I was touched, so I took extra care to sign all her books well, with my friendliest wishes and thanks for her help.

 

The papers she had found for me were of more interest, I discovered, than the letters the duke wrote himself. It was interesting, always, to learn about someone by how other people described him. By late morning, I had learned so much I didn’t think it possible that anything was left that could surprise me.

 

Till I turned to the next letter.

 

It was one of several written by an Edinburgh physician to his younger brother, and was dated 19th April 1707. After going on for half a page about a dying patient, he said, ‘Coming home, I did meet Mr Hall, whom I am sure you will remember from our dinner with His Grace the Duke of Hamilton, and who is by the duke now greatly valued and esteemed. Mr Hall appeared quite pale, but when I questioned him he did assure me he was well, but only quite worn out from having traveled on His Grace’s business. He has ridden these five days from Slains, the castle of the Earl of Erroll in the north, where he last month conveyed a young kinswoman of the earl who had come lately from the Western Shires. This lady, who is named not Hay but Paterson, had very much impressed the Duke of Hamilton as being of good character, and learning that her parents had both perished in the Darien adventure, which His Grace does hold to be our nation’s greatest tragedy, His Grace did then endeavor to do all he could to aid the lady in her journey northward, and to that end did commission Mr Hall to be her guide.

 

‘With such an act of kindness does His Grace reveal again his true benevolence to those who do apply to him in need…’

 

The letter carried on to praise the Duke of Hamilton for fully one more page, but I just skimmed it to the finish, and went back.

 

I had to read that passage several times before I could believe that the words, the facts set down in front of me, were really there—that everything I’d written in my own book had been true in every detail, and not fiction.

 

But the line dividing fiction from the truth had blurred so badly now I didn’t have a clue where it began, or where it ended. And I didn’t know exactly how to deal with that.

 

My first thought was to share the news with Dr Weir, to tell him that I’d found what looked like proof Sophia Paterson had been to Slains. Not only that, but that she’d been there at the time and in the circumstances I had written down in my own story. But the doctor, when I called him, wasn’t home. And likely wouldn’t be, said Elsie, until sometime Sunday afternoon. He’d gone to see his brother, near Glasgow.

 

‘Oh,’ I said.

 

‘If it’s important, I could—’

 

‘No, it’s all right. I can wait till Sunday.’ But it seemed a long way off. I could have used the doctor’s counsel and encouragement when I came home to Cruden Bay late Friday night, too tired to take much notice of the apprehensive feeling that, as always, met me halfway up the path above the harbor.

 

The night was calm. There was a winter moon to see by, and as I drew closer to the cottage I could see that Jimmy had left lights on for me, spilling warmly out the front room windows.

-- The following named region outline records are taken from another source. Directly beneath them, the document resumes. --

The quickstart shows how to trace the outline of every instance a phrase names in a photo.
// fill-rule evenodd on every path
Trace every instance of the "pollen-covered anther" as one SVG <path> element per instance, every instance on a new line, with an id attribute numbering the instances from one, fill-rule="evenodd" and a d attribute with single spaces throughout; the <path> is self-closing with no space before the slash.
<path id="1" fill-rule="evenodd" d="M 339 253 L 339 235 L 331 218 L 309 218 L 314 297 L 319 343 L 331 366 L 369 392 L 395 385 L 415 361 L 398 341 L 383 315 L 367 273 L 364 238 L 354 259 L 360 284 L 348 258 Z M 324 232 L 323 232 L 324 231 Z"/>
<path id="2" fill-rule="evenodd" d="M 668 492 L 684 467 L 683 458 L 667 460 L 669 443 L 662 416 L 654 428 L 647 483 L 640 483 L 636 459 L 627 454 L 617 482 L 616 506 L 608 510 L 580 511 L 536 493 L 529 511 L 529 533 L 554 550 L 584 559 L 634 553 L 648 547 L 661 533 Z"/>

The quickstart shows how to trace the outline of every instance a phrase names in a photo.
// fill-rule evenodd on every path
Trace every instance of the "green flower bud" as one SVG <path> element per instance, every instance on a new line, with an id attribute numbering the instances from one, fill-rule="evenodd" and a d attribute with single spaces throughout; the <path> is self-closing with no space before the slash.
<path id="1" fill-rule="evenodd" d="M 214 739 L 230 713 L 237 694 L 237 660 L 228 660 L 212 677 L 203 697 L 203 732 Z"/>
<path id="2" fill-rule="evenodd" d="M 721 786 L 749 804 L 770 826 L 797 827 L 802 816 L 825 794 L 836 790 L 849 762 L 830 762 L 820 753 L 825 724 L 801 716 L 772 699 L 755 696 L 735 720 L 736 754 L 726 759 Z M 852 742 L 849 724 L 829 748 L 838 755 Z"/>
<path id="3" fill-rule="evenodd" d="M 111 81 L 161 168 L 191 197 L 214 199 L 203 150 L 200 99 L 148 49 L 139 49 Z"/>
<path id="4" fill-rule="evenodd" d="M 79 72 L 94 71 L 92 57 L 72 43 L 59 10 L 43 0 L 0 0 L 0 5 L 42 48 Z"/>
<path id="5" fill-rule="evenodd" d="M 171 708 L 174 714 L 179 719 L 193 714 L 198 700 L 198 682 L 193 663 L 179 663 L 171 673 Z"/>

And inside, I found things looking just as I had left them. But the voices of my characters, beginning now to whisper in my mind, advised me differently. I heard the countess saying clearly: ‘Much has changed since you were last at Slains.’

 

I didn’t doubt that she was right.

 

And so I crossed to my computer, sitting patient on the long scrubbed table, waiting for me. And I switched it on.